Slightly different presentation this time – the presenter (under the seemingly unlikely name of Curtis Bonk) has come on dressed as Dr Evil!
Disagrees with previous speaker about ‘distance learning’ being flat – SUNY Network shows it growing
A question – from an IT perspective, what can you differently online?
Personalisation, individualisation etc…
Anytime, anyplace, anywhere
Materials available and updatable
More economical? Reusable
Non-linear – just in time syllabus, just in time teaching
Learning styles – (ref r2d2 on Curtis’s website)
Guest experts
Extend classroom
Sharing the curriculum – e.g. Merlot
Changing methods of learning.

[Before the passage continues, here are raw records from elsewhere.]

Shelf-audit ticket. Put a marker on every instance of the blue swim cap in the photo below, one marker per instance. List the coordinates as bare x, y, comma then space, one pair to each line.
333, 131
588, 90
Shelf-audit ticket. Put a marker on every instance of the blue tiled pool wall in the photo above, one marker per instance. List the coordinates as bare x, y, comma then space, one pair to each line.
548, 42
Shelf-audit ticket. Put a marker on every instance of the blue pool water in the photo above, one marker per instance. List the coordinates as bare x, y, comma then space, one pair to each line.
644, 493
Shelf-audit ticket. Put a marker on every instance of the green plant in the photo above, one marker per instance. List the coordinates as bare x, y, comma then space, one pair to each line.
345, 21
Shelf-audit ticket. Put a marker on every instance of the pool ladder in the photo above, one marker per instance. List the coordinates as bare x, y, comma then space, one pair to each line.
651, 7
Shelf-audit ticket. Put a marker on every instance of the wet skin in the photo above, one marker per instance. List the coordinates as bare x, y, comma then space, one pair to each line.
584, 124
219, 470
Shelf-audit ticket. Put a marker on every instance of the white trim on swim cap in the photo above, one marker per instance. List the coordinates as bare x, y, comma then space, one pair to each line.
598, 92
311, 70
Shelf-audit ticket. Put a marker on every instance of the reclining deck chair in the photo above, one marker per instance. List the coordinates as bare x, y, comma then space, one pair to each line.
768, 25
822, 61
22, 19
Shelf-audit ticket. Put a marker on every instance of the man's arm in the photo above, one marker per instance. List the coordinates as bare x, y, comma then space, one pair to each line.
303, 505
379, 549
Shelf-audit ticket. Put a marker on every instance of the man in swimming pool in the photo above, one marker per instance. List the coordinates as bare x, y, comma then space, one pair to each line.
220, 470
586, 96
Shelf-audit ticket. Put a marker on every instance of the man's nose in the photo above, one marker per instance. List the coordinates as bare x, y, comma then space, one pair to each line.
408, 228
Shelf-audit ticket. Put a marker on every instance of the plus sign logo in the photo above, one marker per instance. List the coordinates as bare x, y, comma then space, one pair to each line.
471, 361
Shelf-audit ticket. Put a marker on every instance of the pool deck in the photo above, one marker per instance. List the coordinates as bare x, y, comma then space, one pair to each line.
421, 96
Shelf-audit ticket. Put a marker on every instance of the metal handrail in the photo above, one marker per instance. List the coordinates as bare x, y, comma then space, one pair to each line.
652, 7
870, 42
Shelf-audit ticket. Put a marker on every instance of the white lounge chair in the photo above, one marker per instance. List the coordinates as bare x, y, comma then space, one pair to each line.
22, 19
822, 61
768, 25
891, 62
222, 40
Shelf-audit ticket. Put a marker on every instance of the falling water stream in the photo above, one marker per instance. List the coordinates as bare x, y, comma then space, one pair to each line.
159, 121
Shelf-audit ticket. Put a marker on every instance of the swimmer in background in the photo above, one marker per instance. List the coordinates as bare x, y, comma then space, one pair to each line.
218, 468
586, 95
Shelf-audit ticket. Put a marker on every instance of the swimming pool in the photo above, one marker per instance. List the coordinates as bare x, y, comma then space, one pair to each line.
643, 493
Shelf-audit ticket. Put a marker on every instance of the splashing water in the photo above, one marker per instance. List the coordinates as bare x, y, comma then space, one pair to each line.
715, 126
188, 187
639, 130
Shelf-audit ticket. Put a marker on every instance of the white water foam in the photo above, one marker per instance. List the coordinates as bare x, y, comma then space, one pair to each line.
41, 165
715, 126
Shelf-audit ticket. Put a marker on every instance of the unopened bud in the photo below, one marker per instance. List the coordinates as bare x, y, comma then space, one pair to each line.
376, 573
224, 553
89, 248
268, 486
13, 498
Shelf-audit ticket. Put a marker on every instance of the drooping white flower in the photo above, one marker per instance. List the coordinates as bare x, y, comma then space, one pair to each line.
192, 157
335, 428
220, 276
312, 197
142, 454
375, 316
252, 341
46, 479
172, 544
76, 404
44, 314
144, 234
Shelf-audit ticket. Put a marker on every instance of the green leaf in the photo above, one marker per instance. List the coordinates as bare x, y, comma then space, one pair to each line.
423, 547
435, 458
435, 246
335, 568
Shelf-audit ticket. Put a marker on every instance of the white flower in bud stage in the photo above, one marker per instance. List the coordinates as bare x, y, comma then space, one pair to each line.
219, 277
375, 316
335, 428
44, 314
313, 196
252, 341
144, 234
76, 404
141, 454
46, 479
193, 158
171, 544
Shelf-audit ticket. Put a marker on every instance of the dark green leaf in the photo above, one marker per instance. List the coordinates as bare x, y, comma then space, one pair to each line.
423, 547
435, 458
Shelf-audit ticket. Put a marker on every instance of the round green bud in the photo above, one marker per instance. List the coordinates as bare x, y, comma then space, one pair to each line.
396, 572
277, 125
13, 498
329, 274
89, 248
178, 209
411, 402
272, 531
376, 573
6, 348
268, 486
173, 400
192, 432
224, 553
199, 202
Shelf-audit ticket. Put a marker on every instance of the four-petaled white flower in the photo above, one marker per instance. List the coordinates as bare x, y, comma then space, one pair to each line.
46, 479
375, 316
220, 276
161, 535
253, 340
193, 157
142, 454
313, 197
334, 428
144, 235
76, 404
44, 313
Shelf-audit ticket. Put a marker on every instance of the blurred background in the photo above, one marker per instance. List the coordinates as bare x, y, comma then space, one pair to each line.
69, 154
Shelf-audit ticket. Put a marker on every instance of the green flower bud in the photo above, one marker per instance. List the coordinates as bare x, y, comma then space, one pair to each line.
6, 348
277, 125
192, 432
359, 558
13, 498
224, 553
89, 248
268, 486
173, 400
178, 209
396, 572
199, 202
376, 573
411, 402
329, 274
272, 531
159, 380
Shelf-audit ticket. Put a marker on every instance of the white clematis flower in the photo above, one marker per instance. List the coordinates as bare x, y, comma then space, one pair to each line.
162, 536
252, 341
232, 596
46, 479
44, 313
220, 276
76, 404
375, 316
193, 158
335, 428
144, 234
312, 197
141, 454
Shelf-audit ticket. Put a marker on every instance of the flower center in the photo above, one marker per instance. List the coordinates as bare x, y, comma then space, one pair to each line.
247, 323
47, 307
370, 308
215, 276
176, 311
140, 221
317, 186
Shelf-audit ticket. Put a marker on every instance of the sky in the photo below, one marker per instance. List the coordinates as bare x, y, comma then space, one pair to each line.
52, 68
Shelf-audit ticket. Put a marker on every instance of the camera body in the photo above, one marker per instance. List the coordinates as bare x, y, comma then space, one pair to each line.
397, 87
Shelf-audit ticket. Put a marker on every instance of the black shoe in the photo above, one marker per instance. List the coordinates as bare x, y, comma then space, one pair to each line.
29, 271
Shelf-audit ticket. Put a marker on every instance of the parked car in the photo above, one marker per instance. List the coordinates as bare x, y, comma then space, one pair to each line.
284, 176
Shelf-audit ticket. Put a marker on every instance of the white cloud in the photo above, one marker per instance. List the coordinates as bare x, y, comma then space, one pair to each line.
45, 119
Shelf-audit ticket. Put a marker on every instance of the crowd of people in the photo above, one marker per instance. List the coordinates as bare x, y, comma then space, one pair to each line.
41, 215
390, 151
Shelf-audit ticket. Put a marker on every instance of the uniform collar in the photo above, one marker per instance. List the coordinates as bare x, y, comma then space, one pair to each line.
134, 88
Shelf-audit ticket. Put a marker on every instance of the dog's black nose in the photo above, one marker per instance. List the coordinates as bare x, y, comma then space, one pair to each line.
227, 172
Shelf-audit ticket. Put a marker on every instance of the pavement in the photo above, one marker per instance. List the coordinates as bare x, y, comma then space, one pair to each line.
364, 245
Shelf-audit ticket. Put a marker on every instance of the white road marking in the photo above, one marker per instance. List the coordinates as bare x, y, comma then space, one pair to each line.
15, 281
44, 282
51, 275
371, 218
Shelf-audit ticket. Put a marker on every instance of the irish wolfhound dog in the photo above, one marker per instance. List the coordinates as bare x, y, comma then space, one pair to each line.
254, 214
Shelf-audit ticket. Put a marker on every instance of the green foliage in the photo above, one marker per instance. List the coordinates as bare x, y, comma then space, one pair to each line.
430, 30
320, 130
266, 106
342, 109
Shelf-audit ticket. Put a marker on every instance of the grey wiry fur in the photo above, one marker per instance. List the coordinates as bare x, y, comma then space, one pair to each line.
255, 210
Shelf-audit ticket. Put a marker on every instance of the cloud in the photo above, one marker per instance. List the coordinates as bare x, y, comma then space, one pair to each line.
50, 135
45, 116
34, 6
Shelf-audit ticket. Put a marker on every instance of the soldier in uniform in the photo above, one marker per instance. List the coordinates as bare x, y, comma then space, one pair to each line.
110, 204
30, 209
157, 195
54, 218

However, skills needed are teaching based
Talked about SAKAI and Chef
Critique of WebCT and Blackboard – describes them as ‘warehousing students online’
Lists of stuff not in these pacakges – timeline, venn diagramming, debate tools – in fact says they have added nothing to learning – only replicated tools that already existed.
Have to demand better tools from them, working with them, or working round them.
He really doesn’t like WebCT and Blackboard! Interesting point about the tools that could be useful for online learning.
For e-learning – students need to mature, independent learners.
However the instructor needs to be flexible, enthusiastic, patient, innovative, creative, provide prompt feedback, builds communities …
Unfortunately at this point the power on my laptop gave up – I’ve got paper notes of 10 trends in e-learning, but don’t have time to put these up now. I’ll try to get these done before tomorrow.
Ironically one of the questions David Farqhuar raised in his presentation was when we are providing e-learning in developing countries, who provides the electricity. In this case – if we provide a wireless network, who provides the electricity?